Judicial Review of Non-Statutory Executive Powers

Date01 September 2003
Publication Date01 September 2003
AuthorChris Horan
DOI10.22145/flr.31.3.7
SubjectArticle
JUDICIAL REVIEW OF NON-STATUTORY EXECUTIVE
POWERS
Chris Horan*
In current times, most executive action affecting individuals involves the exercise of
powers conferred by or under statute. Administrative lawyers are familiar with the use
of judicial review in order to enforce limits placed on such powers by the empowering
legislation. Indeed, the development of the modern principles of administrative law
over the latter half of the 20th century has largely taken place in a statutory setting. As
recent history demonstrates, however, there are circumstances in which an executive
government may seek to rely on non-statutory sources of power. The exercise of non-
statutory powers will often raise distinct issues in the context of judicial review.

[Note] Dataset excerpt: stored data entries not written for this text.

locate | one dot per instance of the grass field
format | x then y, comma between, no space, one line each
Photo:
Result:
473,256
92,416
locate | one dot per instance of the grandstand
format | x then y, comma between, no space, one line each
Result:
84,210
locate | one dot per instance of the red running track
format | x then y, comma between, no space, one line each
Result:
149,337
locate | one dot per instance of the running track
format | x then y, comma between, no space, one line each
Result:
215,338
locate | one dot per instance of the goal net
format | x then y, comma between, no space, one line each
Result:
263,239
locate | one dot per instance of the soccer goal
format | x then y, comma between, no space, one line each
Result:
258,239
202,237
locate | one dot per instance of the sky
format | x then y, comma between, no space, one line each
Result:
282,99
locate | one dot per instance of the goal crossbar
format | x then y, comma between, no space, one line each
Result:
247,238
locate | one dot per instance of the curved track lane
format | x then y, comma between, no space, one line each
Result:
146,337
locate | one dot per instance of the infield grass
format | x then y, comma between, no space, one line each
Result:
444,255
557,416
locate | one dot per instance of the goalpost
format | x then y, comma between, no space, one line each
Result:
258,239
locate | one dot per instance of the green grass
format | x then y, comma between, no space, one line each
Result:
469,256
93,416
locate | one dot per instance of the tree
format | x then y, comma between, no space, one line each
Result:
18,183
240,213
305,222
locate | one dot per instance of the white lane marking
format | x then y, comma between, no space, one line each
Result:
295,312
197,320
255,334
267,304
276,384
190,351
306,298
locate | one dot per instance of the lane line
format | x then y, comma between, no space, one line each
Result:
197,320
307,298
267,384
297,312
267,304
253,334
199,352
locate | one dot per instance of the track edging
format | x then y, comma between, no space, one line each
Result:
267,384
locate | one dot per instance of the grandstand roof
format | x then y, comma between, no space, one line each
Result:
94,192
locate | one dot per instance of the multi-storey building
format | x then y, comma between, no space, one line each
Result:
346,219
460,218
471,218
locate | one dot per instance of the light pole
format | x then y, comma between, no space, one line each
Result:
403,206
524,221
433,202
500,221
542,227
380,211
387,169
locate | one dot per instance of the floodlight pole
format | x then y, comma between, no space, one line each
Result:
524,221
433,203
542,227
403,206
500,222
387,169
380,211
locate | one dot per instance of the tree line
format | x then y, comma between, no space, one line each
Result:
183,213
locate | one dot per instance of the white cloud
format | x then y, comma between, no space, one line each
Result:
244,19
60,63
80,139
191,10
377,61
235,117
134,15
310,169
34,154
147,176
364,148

The
review of non-statutory powers may involve questions concerning the extent to which
governmental actions are justiciable, that is, suitable to be examined by the courts.
Further, the application of many of the traditional grounds of judicial review can be
problematic without the touchstones of validity that are usually provided by statute.
This article discusses the judicial review of non-statutory executive powers in
relation to questions of jurisdiction, justiciability, grounds of review and remedies.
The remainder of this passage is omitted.